In 1996 the idea was to put pressure on the civilians of southern Lebanon, so that they would put pressure on the government of Lebanon, so that it would put pressure on the Syrian government which, finally, would curb Hezbollah and grant immunity to Israeli forces in southern Lebanon. In short, the plan was to compel Syria to act as an Israeli gendarme in Lebanon. Syria did not oblige and Hezbollah went from strength to strength.
The original aim of the present campaign was said to be to destroy Hezbollah. This aim, too, is completely unrealistic. No amount of external military pressure can bring about the forcible disarming of Hezbollah. The Lebanese government is a fragile coalition that includes two Hezbollah representatives. The writ of the Lebanese Army does not extend to the south and an attempt to disarm Hezbollah there would probably provoke a revolt from the Shiite rank and file.
In Lebanon Hezbollah is widely seen not as a terrorist organization but as an authentic Islamic resistance movement. It was not the Lebanese Army but Hezbollah that drove the mighty Israel Defense Force out of Lebanon in 2000 with its tail between its legs. Hezbollah empowers the poor and underprivileged Shiite community. To destroy Hezbollah, Israel would have to kill all the Shiite population.
Both Israeli incursions into Lebanon involved the deliberate targeting of civilians in flagrant violation of the laws of war. In Operation Grapes of Wrath, Israel’s strategy was the equivalent of using a bulldozer to weed a garden. The commander of the current operation, Dan Halutz, is a former commander of the air force, and the leading advocate of the use of air power against civilians. Asked what he felt when he dropped a bomb on a civilian target, Halutz replied that there was a slight judder when the bomb was released and that was it. The reply speaks volumes about the depth of moral depravity of Israel’s top soldier.
It was on Halutz’s advice that the Israeli cabinet last month authorized the most savage air attack in Lebanon’s history, which destroyed Beirut Airport, power stations, bridges, highways, civilian houses and even a UN post. In 1996, Israeli forces drove about 400,000 civilians from their homes. Currently the number is more like 800,000, added to which there are 515 civilian dead and more than 3,000 wounded. A high proportion of these casualties are children.

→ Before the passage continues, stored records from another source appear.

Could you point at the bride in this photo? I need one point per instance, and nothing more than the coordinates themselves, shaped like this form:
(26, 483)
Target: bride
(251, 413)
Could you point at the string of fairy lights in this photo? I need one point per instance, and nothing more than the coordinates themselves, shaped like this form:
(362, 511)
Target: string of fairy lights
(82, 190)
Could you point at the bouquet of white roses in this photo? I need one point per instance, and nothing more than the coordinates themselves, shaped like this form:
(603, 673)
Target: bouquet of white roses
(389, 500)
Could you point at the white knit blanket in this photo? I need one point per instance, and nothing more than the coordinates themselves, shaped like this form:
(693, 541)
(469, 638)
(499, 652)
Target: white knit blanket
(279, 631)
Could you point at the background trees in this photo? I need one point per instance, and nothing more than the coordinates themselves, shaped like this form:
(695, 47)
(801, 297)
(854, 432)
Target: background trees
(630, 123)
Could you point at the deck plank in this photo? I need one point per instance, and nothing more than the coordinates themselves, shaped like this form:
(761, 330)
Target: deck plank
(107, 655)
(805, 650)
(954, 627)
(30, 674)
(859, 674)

In 1996, a massacre of civilians brought Operation Grapes of Wrath to its inglorious end. One hundred and two refugees sheltering in a UN compound in Qana were killed by a barrage that was later described by Amnesty International as deliberate. The massacre gave Hezbollah a decisive moral victory. An international outcry forced the United States to arrange an immediate cease-fire to halt the bloodshed. Operation Grapes of Wrath was a political, military and moral failure.
Last weekend, in the same town of Qana, Israeli bombs killed at least 28 innocent civilians. Once again there was universal condemnation of the Israeli action; this may yet prove to be the tipping point in this ugly war. Hezbollah is ready to cease fire as soon as Israel does. America, having given Israel the green light to continue this war, is still opposed to the immediate cessation of hostilities but is working to bring about what it calls a sustainable cease-fire. So far, however, America has been part of the problem rather than part of the solution. Never in its history has Israel been subject to less restraint from America than it is today.
Whether Israel ends this war in a better strategic position than the one from which it started remains to be seen. But no strategic gain would justify in moral terms the death and destruction that Israel has visited on its defenseless neighbor. As in 1982, the effect of this savage assault on the Lebanese people will be to breed a new generation of angry young men dedicated to resistance.
Killing children is wrong. Period. A “war on terror” cannot be won by a democratically elected government acting like a terrorist organization. War is too serious a business to be left to the generals.
Avi Shlaim is a British Academy Research Professor at St Antony’s College, Oxford, and author of “The Iron Wall: Israel and the Arab World.”